Under these proposals most practices will lose much of the funding attached to the 139 points to be taken out of the QOF. We expect some practices would be able to maintain some of this funding but those who struggle to achieve current thresholds because their patients are very sick or not able to change their lifestyles, or because the practices are workload saturated, will lose big swathes of income from their QOF income stream.

Changing thresholds and cutting QOF points is defunding by another name. Take hypertension for example: under DH proposals GPs will be forced to chase up a larger number of the most hard-to-reach cases, and asked to recommend treatments – such as anti-hypertensive drugs for elderly patients – that they wouldn’t normally. The evidence shows how over-tight control of certain conditions, such as diabetes, actually harms patients, but the DH is still promoting this approach. Moreover, if you are going to undertake treatments that are genuinely clinically beneficial, you need proper funding to meet these requirements – not the reduction I have been talking about.  When you have accountants and politicians deciding what GPs should do, it’s never as effective as asking GPs themselves.
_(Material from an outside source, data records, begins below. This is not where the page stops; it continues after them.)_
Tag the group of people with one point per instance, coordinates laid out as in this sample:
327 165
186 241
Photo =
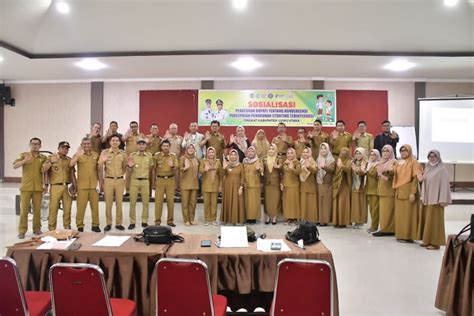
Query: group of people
329 179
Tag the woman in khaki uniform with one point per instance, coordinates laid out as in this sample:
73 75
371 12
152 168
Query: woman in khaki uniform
232 199
341 190
435 196
189 169
371 182
358 198
386 193
211 170
261 143
271 185
308 187
405 183
291 187
326 168
252 192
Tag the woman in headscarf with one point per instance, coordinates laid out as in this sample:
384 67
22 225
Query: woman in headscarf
252 192
341 190
271 184
405 183
189 169
308 187
326 168
232 211
435 196
386 193
239 142
291 187
261 143
371 182
211 170
358 198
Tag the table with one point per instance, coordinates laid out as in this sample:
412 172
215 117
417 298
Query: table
246 270
128 269
455 294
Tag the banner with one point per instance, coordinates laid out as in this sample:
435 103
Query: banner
267 107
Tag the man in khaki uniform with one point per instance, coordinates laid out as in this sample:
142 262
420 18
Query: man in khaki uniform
130 138
112 165
363 139
60 175
164 182
317 137
139 163
87 178
215 139
31 188
339 139
282 141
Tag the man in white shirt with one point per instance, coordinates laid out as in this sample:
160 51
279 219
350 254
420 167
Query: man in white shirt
221 114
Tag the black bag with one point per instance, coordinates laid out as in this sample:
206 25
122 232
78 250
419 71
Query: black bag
306 231
158 235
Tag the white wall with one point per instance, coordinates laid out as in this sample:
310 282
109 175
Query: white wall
52 112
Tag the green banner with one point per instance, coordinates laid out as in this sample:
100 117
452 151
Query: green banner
267 107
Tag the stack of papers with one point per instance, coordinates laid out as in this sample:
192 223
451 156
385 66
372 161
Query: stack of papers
111 241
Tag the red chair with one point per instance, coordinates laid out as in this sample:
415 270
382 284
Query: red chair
183 288
79 289
303 287
14 301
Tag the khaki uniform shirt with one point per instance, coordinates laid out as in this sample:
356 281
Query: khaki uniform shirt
143 164
59 172
115 164
87 176
31 176
162 168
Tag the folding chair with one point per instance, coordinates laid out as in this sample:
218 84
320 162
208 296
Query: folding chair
303 287
15 301
183 288
79 289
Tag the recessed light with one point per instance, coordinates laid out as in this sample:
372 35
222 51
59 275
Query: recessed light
399 65
450 3
90 64
246 64
239 4
62 7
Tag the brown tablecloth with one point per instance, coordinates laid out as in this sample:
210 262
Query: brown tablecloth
455 293
128 269
246 270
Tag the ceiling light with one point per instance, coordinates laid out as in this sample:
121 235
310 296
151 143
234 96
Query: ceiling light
246 64
62 7
399 65
450 3
240 4
90 64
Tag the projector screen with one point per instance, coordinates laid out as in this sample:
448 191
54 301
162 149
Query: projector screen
447 125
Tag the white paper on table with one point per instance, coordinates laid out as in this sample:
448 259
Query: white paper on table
58 244
234 237
265 245
111 241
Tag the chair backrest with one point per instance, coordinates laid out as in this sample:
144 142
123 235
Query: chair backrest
185 279
78 289
11 291
303 287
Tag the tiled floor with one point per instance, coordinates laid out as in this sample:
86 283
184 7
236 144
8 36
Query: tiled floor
376 276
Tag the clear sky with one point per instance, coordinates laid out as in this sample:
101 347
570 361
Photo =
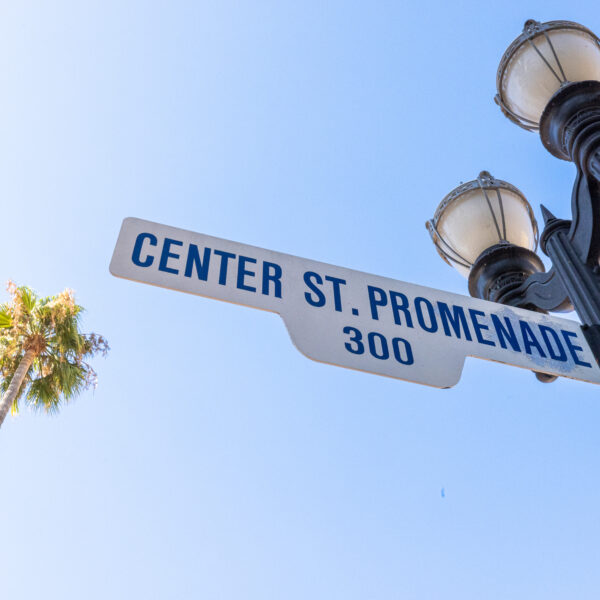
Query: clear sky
214 460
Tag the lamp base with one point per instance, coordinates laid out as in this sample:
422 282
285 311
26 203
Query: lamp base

As I have already mentioned, we are still awaiting the full detail of the government’s plan. The BMA is carefully examining what we know already and what this will mean for GPs, and their patients, before we decide our future course of action.

It is clear though, that GPs are dealing with this imposition off the back of a rough few years. Given the deeply unpopular NHS reforms in England and the assault on our pensions, I’m not surprised when people start to talk about taking early retirement. At the moment general practice isn’t a terribly attractive specialty. I hope that the Government takes the time to consider the greater impact that enforced changes will have on the contract this year.

Dr Laurence Buckman is a single-handed GP in north London and chair of the GPC.